K. K. Bajun
Am 24.Januar 2006 wäre
Friedrich der Große 294 Jahre alt geworden. Zu diesem Anlaß
lud Herr Professor Dorgerloh, der amtierende Generaldirektor der Stiftung
Preußische Schlösser und Gärten, zu einer feierlichen
Soiree ins Schloß Glienicke. Malerisch am östlichen Havelübergang
zwischen Potsdam und Berlin gelegen, gleichsam zum Schloß Babelsberg
hinübergrüßend, gab die kleine Perle unter den Hohenzollernschlössern
inmitten der lieblichsten Landschaft Brandenburg-Preußens eine
würdige Kulisse des großen Königs zu gedenken. Berlin
und Potsdam – hier hatte er gelebt, hier hatte er seinen Wirkungsmittelpunkt.
Als Festredner gelang es Herrn Dorgerloh, Herrn Dr. Wolf zu verpflichten.
Der von Kennern der Berliner Literaturszene mit hohem Lob versehene
Schriftsteller und literarische Vater des detektivischen Küchenchefs
seiner Majestät Friedrichs des Großen, Honore Langustier,
ließ mit seiner Rede zum Thema: „Wieviel Fiktion verträgt
Preußen?“ keinen Zweifel an der Wahl Herrn Dorgerlohs.
Obgleich mit der Wucht und der Autorität der klassischen Denker
gewappnet, avancierte Herr Dr. Wolf mit leichter Hand gegen die orthodoxen
Historiker, deren allzu strenger Umgang mit der preußischen
Vergangenheit das Bild vom grimmen, notorisch blaffenden, ewig stechschreitenden
Kommiß im blau-roten Rock nicht vergehen lassen will.
Preußen war das Land von Disziplin und Ordnung. Aber das schloß
doch Phantasie, Lachen und die Kunst des Fabulierens nie aus! Ganz
im Gegenteil: Aus dem Ruder lief die ganze Geschichte erst, als uns
diese Fähigkeiten abhanden kamen.
Herr Dr. Wolf hat uns die Gestalt unseres überragenden Königs
in seinen Preußen-Krimis auf Tuchfühlung nahe gebracht.

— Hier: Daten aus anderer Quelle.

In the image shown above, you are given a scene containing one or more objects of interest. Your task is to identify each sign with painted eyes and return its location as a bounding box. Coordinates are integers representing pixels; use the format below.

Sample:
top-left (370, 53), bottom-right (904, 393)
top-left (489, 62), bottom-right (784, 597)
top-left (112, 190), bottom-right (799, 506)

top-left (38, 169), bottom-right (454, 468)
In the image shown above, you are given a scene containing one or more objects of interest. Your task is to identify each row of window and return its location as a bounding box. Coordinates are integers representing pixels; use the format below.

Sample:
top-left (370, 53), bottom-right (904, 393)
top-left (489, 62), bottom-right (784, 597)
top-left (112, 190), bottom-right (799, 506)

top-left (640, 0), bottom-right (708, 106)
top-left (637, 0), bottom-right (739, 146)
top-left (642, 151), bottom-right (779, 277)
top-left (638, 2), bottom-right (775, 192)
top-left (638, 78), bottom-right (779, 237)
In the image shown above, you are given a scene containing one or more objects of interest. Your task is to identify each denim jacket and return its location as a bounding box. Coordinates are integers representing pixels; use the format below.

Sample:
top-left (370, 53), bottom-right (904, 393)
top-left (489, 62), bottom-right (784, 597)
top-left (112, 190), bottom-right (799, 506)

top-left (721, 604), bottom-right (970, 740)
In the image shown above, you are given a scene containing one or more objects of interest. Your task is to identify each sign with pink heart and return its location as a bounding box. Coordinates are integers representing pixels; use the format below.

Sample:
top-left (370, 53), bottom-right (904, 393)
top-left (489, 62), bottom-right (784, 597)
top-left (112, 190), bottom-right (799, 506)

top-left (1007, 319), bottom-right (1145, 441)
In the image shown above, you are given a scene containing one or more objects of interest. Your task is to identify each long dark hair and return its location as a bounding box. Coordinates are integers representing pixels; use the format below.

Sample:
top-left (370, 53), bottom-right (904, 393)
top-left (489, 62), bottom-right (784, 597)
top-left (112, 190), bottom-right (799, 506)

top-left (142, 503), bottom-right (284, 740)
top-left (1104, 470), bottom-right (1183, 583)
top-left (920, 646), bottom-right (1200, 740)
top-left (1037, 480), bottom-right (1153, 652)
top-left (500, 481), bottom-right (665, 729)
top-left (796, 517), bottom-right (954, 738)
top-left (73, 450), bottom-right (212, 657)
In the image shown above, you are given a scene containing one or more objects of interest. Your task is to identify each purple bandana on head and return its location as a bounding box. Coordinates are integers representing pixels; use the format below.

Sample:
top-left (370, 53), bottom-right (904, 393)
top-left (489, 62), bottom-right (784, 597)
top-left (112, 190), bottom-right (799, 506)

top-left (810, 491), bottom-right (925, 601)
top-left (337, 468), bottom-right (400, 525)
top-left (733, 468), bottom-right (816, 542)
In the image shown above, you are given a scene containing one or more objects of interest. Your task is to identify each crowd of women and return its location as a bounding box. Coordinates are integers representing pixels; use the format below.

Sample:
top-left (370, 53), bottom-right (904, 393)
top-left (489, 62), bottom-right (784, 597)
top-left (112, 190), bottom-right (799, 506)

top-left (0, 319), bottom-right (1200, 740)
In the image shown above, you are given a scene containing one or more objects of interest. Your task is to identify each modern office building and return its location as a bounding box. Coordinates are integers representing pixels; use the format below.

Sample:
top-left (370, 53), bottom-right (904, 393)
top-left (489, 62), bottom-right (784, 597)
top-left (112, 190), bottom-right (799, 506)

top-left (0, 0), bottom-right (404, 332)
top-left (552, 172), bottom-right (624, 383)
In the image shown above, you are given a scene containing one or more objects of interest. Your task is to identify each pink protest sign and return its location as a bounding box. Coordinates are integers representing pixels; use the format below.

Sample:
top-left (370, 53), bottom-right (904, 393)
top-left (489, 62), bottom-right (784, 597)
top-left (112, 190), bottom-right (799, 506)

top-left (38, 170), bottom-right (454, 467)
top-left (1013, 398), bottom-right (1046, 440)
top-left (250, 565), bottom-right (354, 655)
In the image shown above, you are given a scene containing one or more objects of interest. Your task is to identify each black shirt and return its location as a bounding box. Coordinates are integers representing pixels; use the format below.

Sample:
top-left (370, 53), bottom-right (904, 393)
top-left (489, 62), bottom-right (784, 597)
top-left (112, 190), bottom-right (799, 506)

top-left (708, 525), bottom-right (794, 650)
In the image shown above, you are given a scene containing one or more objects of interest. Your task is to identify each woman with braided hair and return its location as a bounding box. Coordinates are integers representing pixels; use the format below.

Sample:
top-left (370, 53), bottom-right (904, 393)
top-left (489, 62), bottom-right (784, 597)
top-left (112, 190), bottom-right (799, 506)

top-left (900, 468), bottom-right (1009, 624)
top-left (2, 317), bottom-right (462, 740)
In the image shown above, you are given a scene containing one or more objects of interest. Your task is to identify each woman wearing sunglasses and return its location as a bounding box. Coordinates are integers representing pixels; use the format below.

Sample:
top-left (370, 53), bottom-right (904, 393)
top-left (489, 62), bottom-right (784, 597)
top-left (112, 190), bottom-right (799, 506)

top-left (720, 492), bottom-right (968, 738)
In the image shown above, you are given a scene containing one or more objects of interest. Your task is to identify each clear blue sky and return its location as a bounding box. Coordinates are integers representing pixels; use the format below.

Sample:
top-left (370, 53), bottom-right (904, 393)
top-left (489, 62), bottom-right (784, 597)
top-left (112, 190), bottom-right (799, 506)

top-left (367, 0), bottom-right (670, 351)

Ein erhabenes Denkmal Unter den Linden ist gut und schön. Aber
wir feiern den Geburtstag dieses Mannes, weil sein Leben, seine Vorgaben,
sein Vorbild ungebrochen in unsere Biographien hineinwirken. Sie müssen
das tun, sonst hören wir auf, Preußen zu sein. Er ist das
Urmeter, er ist die Richtschnur.
Wir bedürfen keines makellosen Götzen, auf Hochglanz poliert.
Wir brauchen das wahrhaftige Bild dieses Friedrichs. Wir, seine Landessöhne
und -töchter können mit seinen Schattenseiten leben, denn
sie sind läßlich. Wir akzeptieren diese banalen Ansatzpunkte
der Kritik, weil sie geradezu herauskristallisieren, was wirklich
wichtig ist und wo die Fundamente großer Taten realiter zu suchen
sind. Wir vermögen das am Urgroßvater des Großen
Königs eingehend zu studieren, am Vater – und in höchsteigener
Person – an ihm selbst.
Herr Dr. Wolf spannte in seinen Werken und in seiner Festrede gekonnt
den Transmissionsriemen zwischen der absolut ernstzunehmenden Persönlichkeit
König Friedrichs und seinem brillanten, seinem gefürchteten,
seinem ewig lauernden Humor.
Wer diesen so geschickt und authentisch wiederzugeben vermag, der
hat das Recht, für seine Themata einen historisierenden Ansatz
zu wählen, zumal das Spiel zwischen Fiktion und Wirklichkeit
allerorten betont wird.
Die Mehrzahl der anwesenden Gäste, zu denen unter anderem SKH
Dr. F.W. von Preußen und der Generaldirektor i.R. der Stiftung
Preußische Schlösser und Gärten, Herr Giersberg zählten,
dürften mit ihrem Applaus über eine bloße Höflichkeitsbezeugung
weit hinaus gegangen sein.
Das Büffet im übrigen faßte mancher Anwesende als
eine direkte Referenz an den kriminalistischen Küchenmeister
Herrn Dr. Wolfs auf. Die Damen und Herren, deren Kunst die kulinarischen
Kompositionen schuf, gaben eine lebhafte Vorstellung dessen, was Monsieur
Langustier dem aus verständlichen Gründen leider abwesenden
Jubilar zu offerieren imstande war.
Diese Geburtstagscour war so ganz auf die Persönlichkeit des
Königs abgestimmt: Leise, geistvoll, dezent und erlesen! Ihn
hätte es gefreut, dessen sind wir sicher.